Arbeit mussten Mitglieder der Landesregierung die Reduktion der
ausgewiesenen Gebiete auf 15 % der Landesfläche unter
Rücksichtnahme auf die Interessen der Grundstückeigentümer,
Bürgermeister und Interessensvertreter vornehmen. Er habe
unnötige Arbeit verursacht.
Die Natura 2000 Gebietsausweisung ist in der Flora- Fauna- Habitat- Richtlinie der Europäischen Union rechtsverbindlich vorgeschrieben. Es ist ein langer Katalog der Ausstattungsmerkmale und der verschiedenen Lebensräume und Arten festgelegt. Danach hat aus fachlicher Sicht die Gebietsausweisung zu erfolgen.
Es ist nicht richtlinienkonform, vom Naturschutzsachverständigen zu verlangen, die objektiven Daten an die Wünsche irgendwelcher, fachlich nicht qualifizierter Interessensvertreter anzupassen. Dr. Kraus würde sich dadurch über das in allen Behördenverfahren anzuwendende europäische Gemeinschaftsrecht hinwegsetzen. Eine Aufforderung dazu ist selbstverständlich rechtswidrig!
Dr.
Kraus, der mit seiner jahrzehntelangen engagierten Arbeit im Amt der
NÖ Landesregierung / Naturschutzabteilung bereits mehrfach
Auszeichnungen und Anerkennungen im In- und Ausland erhielt, wurde
Opfer eines beispiellosen Willküraktes. Darin kann nur die
gezielte Einschüchterung, auch aller anderen Sachverständigen
im Landesdienst, erblickt werden. Es sollte tatsächlich - so die
Aussage eines Vorgesetzten einer Delegation gegenüber - ganz
bewusst ein Exempel statuiert werden, um zu zeigen, was passiert,
wenn man sich bei der fachlichen Arbeit nicht "vorausschauend"
an die Vorgaben "von oben" hält, sondern objektiv und
unparteiisch vorgeht.
Er
wurde nicht nur versetzt, sondern wurden auch seine Bezüge
gekürzt. Diese Vorgangsweise ist eine absolut ungewöhnliche
Strafmaßnahme. Zu diesem Präzedenzfall können wir
nicht schweigen!
Der
Dienstposten in der Naturschutzabteilung der NÖ Landesregierung,
welcher unbestritten mit
Dr.
Erhard Kraus fachlich äußerst kompetent besetzt war, ist
bis heute vakant und kann wegen der seit langem bekannten,
unzureichenden Personalausstattung der Naturschutzabteilung im
niederösterreichischen Landesdienst nicht annähernd
gleichwertig nachbesetzt werden. Durch den Wegfall der Arbeitskraft
von Dr. Kraus können derzeit Aufgaben des Artenschutzes durch
die Naturschutzabteilung nur ungenügend wahrgenommen werden.

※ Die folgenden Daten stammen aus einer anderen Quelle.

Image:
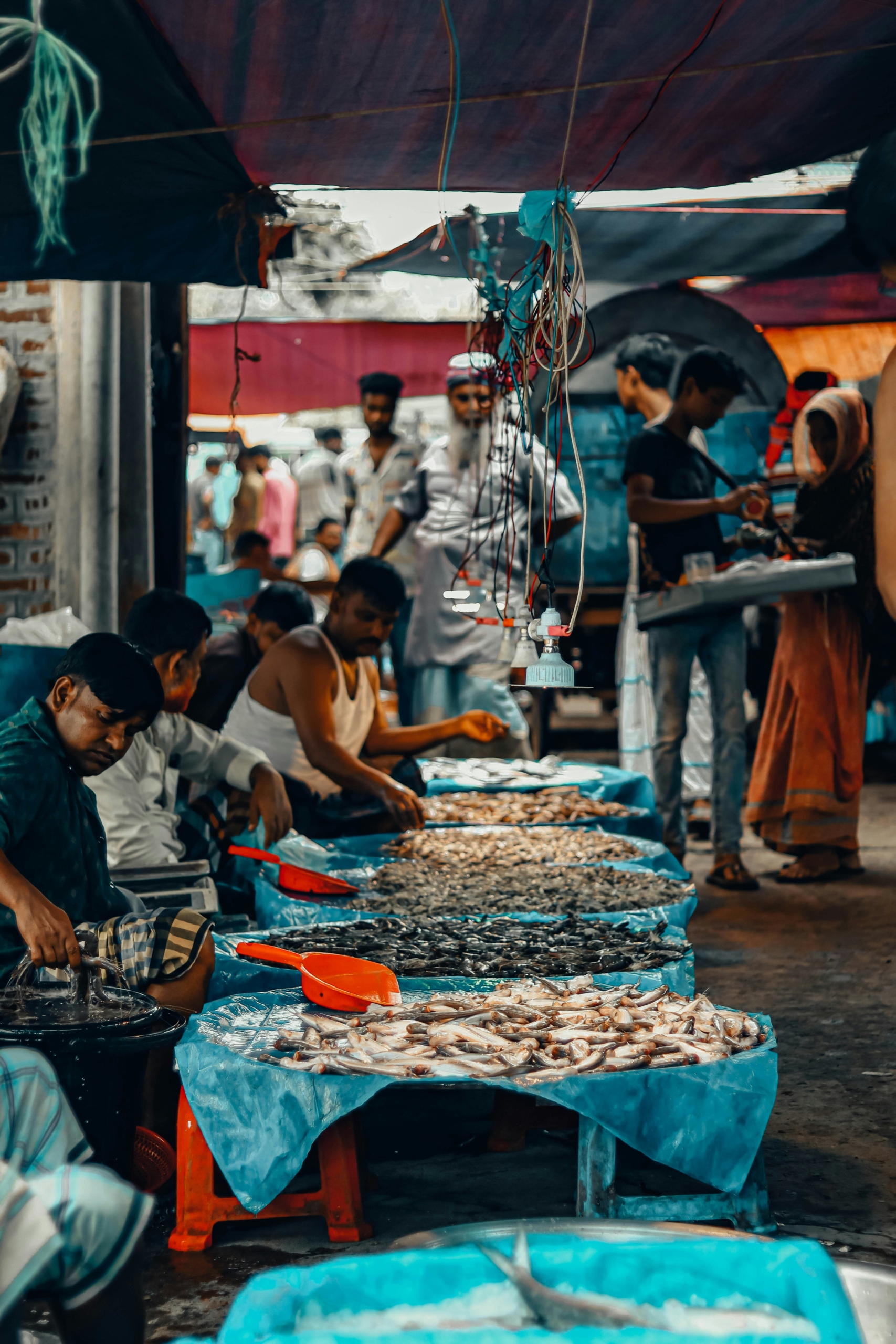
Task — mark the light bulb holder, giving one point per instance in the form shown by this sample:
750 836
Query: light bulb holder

Auch bei einem anderen, in der Öffentlichkeit bekannten,
wichtigen Arbeitsgebiet von Dr. Kraus in der Naturschutzabteilung,
den EU-geförderten LIFE-Projekten, ergeben sich ähnliche
Probleme.
Wir fordern mit Nachdruck die sofortige Rehabilitierung des korrekten und engagierten Landesbediensteten und erwarten Vorschläge, in welcher geeigneten Form Dr. Erhard Kraus seine für die Naturschutzverbände und das Land Niederösterreich wertvolle und ambitionierte Naturschutztätigkeit fortsetzen kann.